Saturday, January 22, 2011


Whenever I write a post calling on the (non-Murdoch) press to take some responsible journalistic action or other, a commenter will inevitably tell me that what I'm proposing is impossible -- I shouldn't expect "the corporate media" to do anything that's good for the country.

Well, Keith Olbermann has now abruptly left his MSNBC show -- and it was an act of journalistic responsibility, in a nation in which the Murdoch media sets the terms of every debate, to keep Olbermann on the air offering at least a bit of balance, however inadequate. (Idiots glibly refer to Fox and MSNBC as twins, but Fox is still vastly more popular, and is right-wing 24/7.)

Whatever you think of GE, whatever corporate crimes it's committed, it kept Olbermann on the air for years.
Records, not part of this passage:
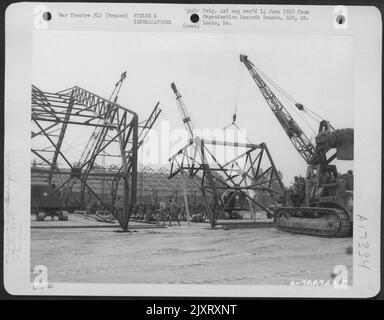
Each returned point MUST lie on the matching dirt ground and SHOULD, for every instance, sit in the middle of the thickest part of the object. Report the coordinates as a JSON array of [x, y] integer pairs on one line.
[[185, 255]]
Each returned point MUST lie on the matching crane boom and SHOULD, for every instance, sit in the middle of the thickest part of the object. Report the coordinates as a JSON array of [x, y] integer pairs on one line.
[[183, 111], [298, 138]]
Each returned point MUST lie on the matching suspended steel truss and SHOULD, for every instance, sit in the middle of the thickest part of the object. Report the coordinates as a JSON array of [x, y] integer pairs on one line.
[[250, 170], [111, 134]]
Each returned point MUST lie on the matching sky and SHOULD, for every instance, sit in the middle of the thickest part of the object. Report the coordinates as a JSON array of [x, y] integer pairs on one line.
[[316, 70]]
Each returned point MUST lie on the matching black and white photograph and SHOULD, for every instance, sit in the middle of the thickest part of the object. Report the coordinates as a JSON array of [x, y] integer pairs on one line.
[[196, 152]]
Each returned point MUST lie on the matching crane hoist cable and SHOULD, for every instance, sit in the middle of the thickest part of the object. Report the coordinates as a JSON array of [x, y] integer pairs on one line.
[[297, 107]]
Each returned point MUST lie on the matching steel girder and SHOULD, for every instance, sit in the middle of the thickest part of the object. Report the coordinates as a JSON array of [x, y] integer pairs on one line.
[[114, 133], [250, 171]]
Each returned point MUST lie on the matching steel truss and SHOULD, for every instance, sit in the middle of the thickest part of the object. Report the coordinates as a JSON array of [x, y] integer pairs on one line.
[[245, 173], [114, 133]]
And now Comcast takes over NBC and GE departs -- and so does Olbermann. Moral: yeah, "the corporate media" sucks, but there are corporations and there are corporations. Some are worse than others.
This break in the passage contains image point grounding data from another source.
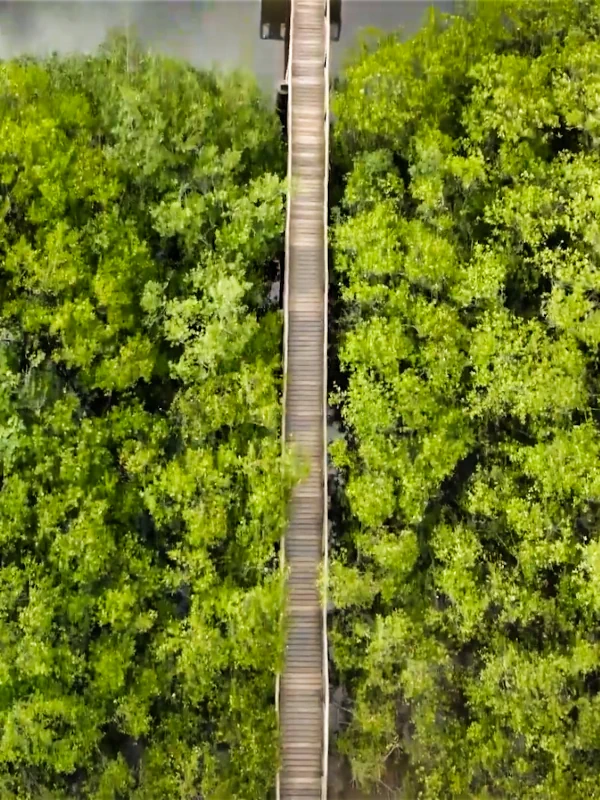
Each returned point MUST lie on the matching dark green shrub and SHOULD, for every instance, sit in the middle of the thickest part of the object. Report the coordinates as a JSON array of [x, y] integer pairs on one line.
[[142, 486], [467, 247]]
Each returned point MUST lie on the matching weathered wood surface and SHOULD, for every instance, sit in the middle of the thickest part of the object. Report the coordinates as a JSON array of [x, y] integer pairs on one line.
[[303, 684]]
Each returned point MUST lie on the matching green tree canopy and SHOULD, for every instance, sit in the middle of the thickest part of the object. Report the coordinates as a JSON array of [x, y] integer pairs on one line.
[[467, 248], [142, 486]]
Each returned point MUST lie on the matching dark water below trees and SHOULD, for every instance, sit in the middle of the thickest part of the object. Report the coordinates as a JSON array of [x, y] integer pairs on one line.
[[205, 32]]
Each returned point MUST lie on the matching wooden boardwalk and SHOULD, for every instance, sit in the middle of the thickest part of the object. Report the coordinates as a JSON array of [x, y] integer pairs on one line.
[[303, 686]]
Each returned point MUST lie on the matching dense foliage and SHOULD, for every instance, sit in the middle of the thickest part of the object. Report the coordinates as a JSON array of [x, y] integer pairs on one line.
[[467, 247], [142, 486]]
I know, I know -- Howie Kurtz insists that this wasn't Comcast's doing:

A knowledgeable official said the move had nothing to do with Comcast taking control of NBC next week, although the cable giant was informed when it received final federal approval for the purchase that Olbermann would be leaving the cable channel.

But Business Insider's Glynnis MacNicol finds such denials unconvincing. So do Colby Hall of Mediaite -- a site founded by Olbermann's former MSNBC colleague Dan Abrams:

In some ways this news wasn't terribly surprising as the relationship between MSNBC and the Countdown host had soured in the last year or so. Its clear that Comcast had consulted with NBC about Olbermann and expressed concerns about the firebrand anchor.
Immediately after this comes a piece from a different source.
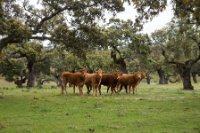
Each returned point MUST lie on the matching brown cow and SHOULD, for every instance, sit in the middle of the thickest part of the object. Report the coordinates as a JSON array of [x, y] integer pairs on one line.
[[92, 81], [130, 80], [109, 80], [76, 79]]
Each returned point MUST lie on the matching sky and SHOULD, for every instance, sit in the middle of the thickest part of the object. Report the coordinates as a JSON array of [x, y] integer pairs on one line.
[[157, 23]]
...As many have already noted, the FCC finally approved the sale of the majority of NBC-Universal from GE to Comcast. Today was Jeff Zucker's last day at the helm, having sent a memo bidding adieu to his staff. Sources close to the situation have told Mediaite that there is no question that Comcast had expressed concerns about Olbermann....

The virtual war in which Olbermann was engaged with his bosses at MSNBC and NBC News could not have been something that Comcast wanted a part of. And while thus far there is no specific evidence that Comcast had a direct hand in this development there no almost no question that Comcast provided some sort of support to NBC to end Olbermann's contract, an action that Jeff Zucker might not have supported.

Olbermann's relationships with pre-Comcast management were increasingly strained -- but he stayed on the air. Now he's gone. And can you really imagine him returning in any capacity in which he'll have similar levels of visibility? Who'd hire him to do anything like Countdown? CNN? I don't think so. Who else? That channel Dan Rather went to that nobody watches?

So he's probably just ... gone. The one guy who really got up the noses of Ailes and Murdoch (sorry, Rachel, Larry, and Ed) is probably just gone for good. Blame that on "the corporate media," I suppose. But a corporation did give him a shot, for a while at least, and that was a not-evil thing.


A Mediate update:

It appears that the end of the Olbermann era at MSNBC was not "ordered" by Comcast, nor was it a move to tone down the network's politics. Instead, sources inside the network say it came down to the more mundane world of office politics -- Olbermann was a difficult employee, who clashed with bosses, colleagues and underlings alike, and with the Comcast-related departure of Jeff Zucker, and the rise of Maddow and O'Donnell, the landscape shifted, making an Olbermann exit suddenly seem well-timed.

So it wasn't Comcast ... except to the extent that it was. Right. Got it.